Christensen’s main legacy – what he is widely known for – is the concept of disruptive innovation – innovative ideas that totally change the nature of an industry or market. This, of course, is precisely what startups do, and it took Christensen to show us a road map for effective disruption.
But I will remember Christensen, who was a deeply religious Christian, for his 2010 article, “How will you measure your life?”.[1]
Why? Because so few young people even bother to ask that question, and Christensen threw a spotlight on the question, while his students still had time to shape their career paths in its light.
“On the last day of class”, Christensen wrote in the article, “I ask my students to…find cogent answers to three questions.
* First, how can I be sure that I’ll be happy in my career?
* Second, how can I be sure that my relationships with my spouse and my family become an enduring source of happiness?
* Third, how can I be sure I will stay out of jail?”
In short, career, family, ethics. I would change the order. I would put the ‘relationships’ or ‘family’ question first. A career of disruption, in startups, necessarily takes a heavy toll on family life, and young people must be aware of this from the start, if they choose this path. When my friend David “Dadi” Perlmutter (former #2 in Intel worldwide) spoke to entrepreneurship students at Technion, he shared 10 lessons with them – and the first was about family.
And going to jail? It is not a facetious or cynical question, Christensen insists. Two members of his Harvard class went to jail.
For CEO’s who radiate arrogance, Christensen counsels, “Remember the importance of humility”. And for radical bottom-liners, “Choose the right yardstick”. Also: “Create a culture” – no, not corporate culture. Family culture. “Children build self-esteem by doing things that are hard and learning what works.” This is wonderful advice!
And – most important – Allocate your resources. “Your decision about allocating your personal time, energy and talent ultimately shape your life’s strategy”.
I wish I had read that decades earlier. After taking early retirement, I simply stopped going to meetings or committees. A vast waste of time. I should have done that years ago.
[1] Harvard Business Review, July – August 2010.
Big Disrupters of 2014
By Shlomo Maital
Disruptive technology is technology that completely changes the ‘game’ for established players in an industry – changes the nature of business, products, services, marketing or other key aspects of doing business and creating value. Harvard Business School Prof. Clayton Christensen drew our attention to disrupters many years ago. Established companies that ignore disrupters do so at their peril.
Here is part of the Financial Times list of the major disrupters of 2014. According to Financial Times reporters, “the range and number of individuals and companies that are upending business models around the world” is on the rise. … “the disrupters are everywhere”.

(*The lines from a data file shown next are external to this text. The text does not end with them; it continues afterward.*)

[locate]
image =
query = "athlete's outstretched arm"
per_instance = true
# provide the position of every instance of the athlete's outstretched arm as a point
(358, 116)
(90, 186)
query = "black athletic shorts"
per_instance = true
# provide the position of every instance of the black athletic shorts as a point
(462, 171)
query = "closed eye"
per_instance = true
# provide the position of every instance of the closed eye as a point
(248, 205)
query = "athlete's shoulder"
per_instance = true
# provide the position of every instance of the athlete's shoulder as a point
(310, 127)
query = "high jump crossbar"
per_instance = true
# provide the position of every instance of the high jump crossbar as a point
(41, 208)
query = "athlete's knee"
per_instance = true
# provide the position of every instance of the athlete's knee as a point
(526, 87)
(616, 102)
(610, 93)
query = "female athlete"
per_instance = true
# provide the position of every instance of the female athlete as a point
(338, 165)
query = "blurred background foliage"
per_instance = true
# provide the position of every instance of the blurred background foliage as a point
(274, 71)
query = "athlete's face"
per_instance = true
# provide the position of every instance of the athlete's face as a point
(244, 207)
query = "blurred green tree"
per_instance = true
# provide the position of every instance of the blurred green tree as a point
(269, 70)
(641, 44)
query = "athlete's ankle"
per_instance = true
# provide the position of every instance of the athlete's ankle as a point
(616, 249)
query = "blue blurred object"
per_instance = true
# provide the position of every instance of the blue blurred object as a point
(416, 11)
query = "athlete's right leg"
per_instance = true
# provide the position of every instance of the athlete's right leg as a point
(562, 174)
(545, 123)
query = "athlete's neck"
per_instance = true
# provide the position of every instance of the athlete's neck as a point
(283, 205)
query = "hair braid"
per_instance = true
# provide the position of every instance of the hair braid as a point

- Uber: Tim Bradshaw and Murad Ahmed has become “the poster child of Silicon Valley for disruption”; the 5-year-old company revolutionised the taxi business in 230 cities and 51 countries without owning a single car, through its smartphone app.
- Alibaba: This online retailer, with $300 b. worth of online sales has transformed retail in China. It is now “snapping up low hanging fruit in overly state regulated markets” for everything.
- Bob Diamond in Africa: He quit Barclays, and has now shown you can make money by inveting in sub-Saharan Africa. He raised $352 m. through an IPO in London in Dec. 2013, and has done deals in Botswana, Mozambique and Tanzania.
- Aldi and Lidl: They are disrupting the grocery market around the world, and Aldi is even exploring China. They have doubled their market share in the UK in the past four years. Aldi has opened 1,350 stores in the U.S. and aims at 2,000 by 2018. Lidl too will soon invade the U.S. market.
- Ford: Hard to think of Henry Ford’s moribund car company as a disrupter, but the new F-150 pickup truck, with an aluminium body, never used before on a high-volume vehicle, is indeed a disrupter. To do this Ford had to replace arc-welders with new machines to screw, rivet glue and laser panels together. I remember another disrupter – Subaru, which made aluminium engines in 1973; I bought one, it was great, but was warned it would fail. Soon everyone was using aluminium for engines.
- Tesla: last June founder Elon Munk offered to open up its patent book, which is very large, to rivals, “in the spirit of open source movement, for the advancement of electric vehicle technology”. This was a clever move, not just PR. Munk wants the big car makers to adopt Tesla technology and boost the market for electric cars. Imagine if other large companies (Intel, IBM, Hitachi, Samsung, Apple) opened THEIR patent books so that everyone could use them free of charge.